Ever wondered what the value of something in your possession may be worth? Perhaps, you have always wondered if your boss struck a once-in-a-lifetime bargain by hiring you? This time, we focus our attention on one important quality of financial success: The ability to evaluate the real value of things.
Good knowledge of what something is worth enables us to make informed decisions in our daily and professional lives. Imagine finding yourself in a negotiation room and you have a very limited idea of what the value of an asset, business, or interest is. You’ll always be at a disadvantage and likely to come out of such negotiation with feelings of regret. Likewise, as you progress in your regular career, you’re going to have to sit down with your employer and negotiate your work benefits. Is your quote going to be about the value you place on yourself or whatever is trending that comes to mind?
Perhaps, you want to sell an item in the garage and would like to know the value to place on it. Or there’s a new shining product in the market and you wonder if it’s worth the money.
Factors That Determine Value
The quality of a product is a significant factor that affects the value of something. A product made with a better quality of materials and by a more experienced and skilled craftsman will possess more value compared to a similar product with lower quality materials and craftsmanship. However, the forces of demand and supply are still responsible for determining the monetary amount.
The popularity of a product or service doesn’t affect the real value as you would have expected. A product can be popular not because it is a good investment or has any resale value, but because people want it due to its sentimental value to them.
However, there are also numerous occasions when a trending commodity keeps getting more expensive because more people are investing in it. Some people will be lucky and smart enough to cash out at the right time while the value is still high. Others, especially those who invested in the later stages, may lose money as the popularity begins to dwindle and few people are investing.
The more competitive a market or business is, the lower the price the sellers will be willing to sell. This is mostly true if the items are of similar value. However, that’s not always the case as values can be very subjective. Consumers should be aware that products that are priced lower may be of lesser value than those with a higher price tag.
If there’s a monopoly on a product, people tend to attach more value to it. Here, the seller can very much decide to sell at whatever price they feel convenient. This scenario reinforces the belief that market prices don’t tell the true story of an item’s value.
This one turns market logic on its head. The least priced item on the market today may be the most priced tomorrow due to scarcity. This sudden change in price usually has nothing to do with value or quality. It can be the same product made by the same manufacturer using the same materials.
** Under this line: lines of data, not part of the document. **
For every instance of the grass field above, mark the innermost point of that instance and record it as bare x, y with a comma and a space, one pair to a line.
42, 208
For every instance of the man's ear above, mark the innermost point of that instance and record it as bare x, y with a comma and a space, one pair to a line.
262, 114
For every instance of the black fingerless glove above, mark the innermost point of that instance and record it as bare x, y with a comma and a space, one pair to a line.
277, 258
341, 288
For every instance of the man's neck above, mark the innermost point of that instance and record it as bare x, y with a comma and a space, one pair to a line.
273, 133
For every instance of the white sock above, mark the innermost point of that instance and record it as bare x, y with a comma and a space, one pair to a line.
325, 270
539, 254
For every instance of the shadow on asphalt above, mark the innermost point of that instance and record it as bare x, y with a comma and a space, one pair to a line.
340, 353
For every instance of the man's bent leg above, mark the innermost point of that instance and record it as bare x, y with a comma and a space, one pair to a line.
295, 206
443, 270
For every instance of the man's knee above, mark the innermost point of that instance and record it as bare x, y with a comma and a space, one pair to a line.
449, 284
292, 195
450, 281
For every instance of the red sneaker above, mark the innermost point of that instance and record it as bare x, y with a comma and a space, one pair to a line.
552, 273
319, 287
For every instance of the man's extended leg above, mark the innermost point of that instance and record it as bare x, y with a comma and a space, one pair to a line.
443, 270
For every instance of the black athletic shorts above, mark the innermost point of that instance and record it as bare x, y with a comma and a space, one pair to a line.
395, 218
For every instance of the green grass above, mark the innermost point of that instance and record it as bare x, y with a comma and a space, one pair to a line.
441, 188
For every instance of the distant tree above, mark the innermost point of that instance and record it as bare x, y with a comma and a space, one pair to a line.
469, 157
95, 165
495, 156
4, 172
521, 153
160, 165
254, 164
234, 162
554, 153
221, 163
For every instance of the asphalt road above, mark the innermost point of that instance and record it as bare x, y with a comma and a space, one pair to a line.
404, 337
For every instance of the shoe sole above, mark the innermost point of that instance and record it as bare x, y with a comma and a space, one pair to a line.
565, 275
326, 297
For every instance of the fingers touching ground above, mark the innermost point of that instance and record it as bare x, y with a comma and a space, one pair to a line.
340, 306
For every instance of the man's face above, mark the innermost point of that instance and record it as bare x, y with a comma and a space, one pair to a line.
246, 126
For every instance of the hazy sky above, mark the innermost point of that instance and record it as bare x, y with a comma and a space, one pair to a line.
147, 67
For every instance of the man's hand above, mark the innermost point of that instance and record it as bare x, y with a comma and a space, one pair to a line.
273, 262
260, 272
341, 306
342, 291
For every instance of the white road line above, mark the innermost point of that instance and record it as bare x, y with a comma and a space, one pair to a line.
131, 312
Some artworks and rare gems collectors pay incredible amounts just to own such pieces. Here, the value of such items is tied to their rarity. Most of these persons are normally not interested in selling such items in the future. Yet, their value is only going to keep increasing as it becomes more difficult to find them anywhere as the years go by.
Cost of Production
Cost of production is the single most significant determinant a manufacturer is going to base the price of a product on. However, the final buyer doesn’t only have to cover the manufacturer’s cost to produce, but also the cost to get the product to the doorstep of the consumer. Hence, it’s possible and highly common to find that a product is being sold at different prices in two different stores. This is because each retailer may incur largely different expenses getting the item from the manufacturer’s warehouse to their shelves.
All the above factors are good and useful indicators to use to determine what value you place on an item. Some of these factors may make more sense to you and hence, carry more weight when basing your decisions. What’s most important to anyone varies from an individual to another. Hence, value is subjective and only you can truly determine what an item’s true value to you.